Dorénavant il allait prendre les choses en main, et leur montrer comment
on obtient des résultats.

Sémoikidy décida donc du moment et du lieu où les chasseurs devraient
partir. Ceci évidemment sans tenir compte de leurs obligations ou autres
sujétions familiales (éh oui, déjà à l’époque) ni même des contraintes
environnementales.

Fini la concertation, un seul but à atteindre, faire mieux que les autres.

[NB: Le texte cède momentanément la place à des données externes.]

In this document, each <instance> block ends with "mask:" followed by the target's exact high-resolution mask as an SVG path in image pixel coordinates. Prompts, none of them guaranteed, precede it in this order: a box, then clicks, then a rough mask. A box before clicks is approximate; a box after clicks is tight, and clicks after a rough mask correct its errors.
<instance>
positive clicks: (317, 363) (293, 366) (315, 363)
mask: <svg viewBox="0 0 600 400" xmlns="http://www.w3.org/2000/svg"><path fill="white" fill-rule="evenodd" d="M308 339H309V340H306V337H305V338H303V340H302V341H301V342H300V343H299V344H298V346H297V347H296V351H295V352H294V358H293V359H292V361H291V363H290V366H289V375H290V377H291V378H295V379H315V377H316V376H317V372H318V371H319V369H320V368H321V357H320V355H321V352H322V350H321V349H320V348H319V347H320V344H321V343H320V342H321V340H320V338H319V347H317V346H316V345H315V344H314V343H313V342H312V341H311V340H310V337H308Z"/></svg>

Mais paradoxalement, les choses empirent, pas le moindre petit morceau de renne
ou de « mammouthon ». Les buissons restent désespérément secs et les
gibecières complètement vides.

La prochaine réunion des tribus approchant, Sémoikidy prend l’auroch par les cornes et décide
d’un nouveau plan. Il crée des équipes et pour renforcer la « cohésion « de ces groupes il réunit
des personnes qui n’ont pas d’affinités. Pour être sûr de ne pas se tromper il fait cela sans
concertation. (Ainsi ne sachant pas si elle peut vraiment faire confiance à ce jeune chasseur,
cette ancienne-cueilleuse sera beaucoup plus vigilante quand le tigre à dents de sabre va
attaquer.) Et puis trop de solidarité pourrait les pousser à se rebeller…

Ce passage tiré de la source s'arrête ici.